The Court of Justice upheld the General Court's ruling, confirming that the Spanish state aid scheme was proportionate and did not violate the principle of non-discrimination based on nationality. The EU permits different treatment of companies when the aid aims to address a significant economic disruption in a member state. The highest court found that Ryanair did not prove that the Spanish aid scheme's restrictive effects exceeded those typical of such aid or constituted an obstacle to the freedom to provide services and establish businesses.

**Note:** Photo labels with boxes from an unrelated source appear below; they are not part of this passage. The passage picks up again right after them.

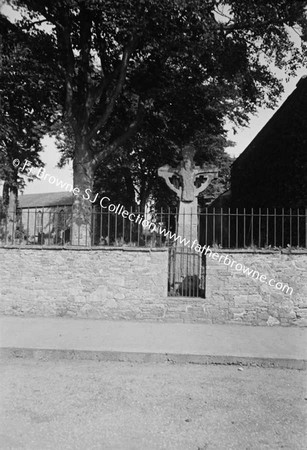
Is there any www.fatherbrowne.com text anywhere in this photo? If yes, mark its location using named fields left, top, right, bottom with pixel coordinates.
left=13, top=159, right=293, bottom=295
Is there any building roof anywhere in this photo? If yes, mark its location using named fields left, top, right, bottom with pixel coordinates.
left=232, top=75, right=307, bottom=167
left=18, top=191, right=73, bottom=209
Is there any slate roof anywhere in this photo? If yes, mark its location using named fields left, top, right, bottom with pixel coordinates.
left=232, top=75, right=307, bottom=168
left=18, top=191, right=73, bottom=209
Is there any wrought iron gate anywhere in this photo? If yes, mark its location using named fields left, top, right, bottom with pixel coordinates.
left=168, top=246, right=206, bottom=298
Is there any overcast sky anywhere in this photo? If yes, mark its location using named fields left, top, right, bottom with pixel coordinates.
left=0, top=0, right=307, bottom=194
left=24, top=69, right=307, bottom=194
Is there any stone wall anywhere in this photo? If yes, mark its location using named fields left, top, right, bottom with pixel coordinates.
left=0, top=247, right=167, bottom=319
left=204, top=250, right=307, bottom=326
left=0, top=247, right=307, bottom=326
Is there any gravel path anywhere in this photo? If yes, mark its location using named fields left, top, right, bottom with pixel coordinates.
left=0, top=359, right=307, bottom=450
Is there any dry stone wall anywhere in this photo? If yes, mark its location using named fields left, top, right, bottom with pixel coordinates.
left=0, top=247, right=307, bottom=326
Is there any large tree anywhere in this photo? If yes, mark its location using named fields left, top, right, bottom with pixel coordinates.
left=3, top=0, right=306, bottom=243
left=0, top=14, right=58, bottom=207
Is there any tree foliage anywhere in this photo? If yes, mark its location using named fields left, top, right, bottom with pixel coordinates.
left=0, top=15, right=58, bottom=203
left=2, top=0, right=307, bottom=215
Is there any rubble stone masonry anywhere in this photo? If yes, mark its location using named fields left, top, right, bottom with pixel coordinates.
left=0, top=247, right=307, bottom=326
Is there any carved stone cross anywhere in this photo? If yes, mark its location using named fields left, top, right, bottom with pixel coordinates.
left=158, top=146, right=218, bottom=245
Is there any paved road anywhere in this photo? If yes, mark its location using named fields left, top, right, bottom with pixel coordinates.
left=0, top=359, right=307, bottom=450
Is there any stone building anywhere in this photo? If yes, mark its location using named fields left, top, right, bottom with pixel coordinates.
left=17, top=192, right=73, bottom=244
left=230, top=76, right=307, bottom=208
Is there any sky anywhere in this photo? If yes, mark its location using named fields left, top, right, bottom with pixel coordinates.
left=24, top=69, right=307, bottom=194
left=0, top=0, right=307, bottom=194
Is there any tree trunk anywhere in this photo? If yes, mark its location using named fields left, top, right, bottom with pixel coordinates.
left=71, top=138, right=94, bottom=246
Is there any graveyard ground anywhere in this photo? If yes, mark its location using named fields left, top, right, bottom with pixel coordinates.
left=0, top=359, right=307, bottom=450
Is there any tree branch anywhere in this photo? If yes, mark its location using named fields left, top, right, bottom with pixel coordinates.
left=88, top=38, right=136, bottom=139
left=94, top=102, right=145, bottom=168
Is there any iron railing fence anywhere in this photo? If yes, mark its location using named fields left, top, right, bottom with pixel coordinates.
left=0, top=205, right=307, bottom=248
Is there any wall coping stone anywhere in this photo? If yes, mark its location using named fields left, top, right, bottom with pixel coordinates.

The Court of Justice also agreed with the General Court that the European Commission was not required to balance the aid scheme's positive effects against its negative impact on trading conditions and competition within the EU. Given the aid scheme's exceptional nature and significant objectives, a fair balance was deemed to have been achieved between its benefits and adverse effects, making it in the common interest of the EU.

Ryanair acknowledged the ruling and criticised the EU competition authority for not yet having recovered pandemic-era state aid granted to its rivals, and which had been rejected by the General Court, Reuters reports. Ryanair pointed out that the General Court had ruled as unlawful aid received by airlines like Air France, KLM Royal Dutch Airlines, Lufthansa, SAS Scandinavian Airlines and certain Italian airlines. The Irish carrier also lambasted the Commission for not addressing the competitive damage caused by governments favouring their national airlines. Ryanair has had mixed success with its legal challenges around state aid granted by the EU, winning some and losing others.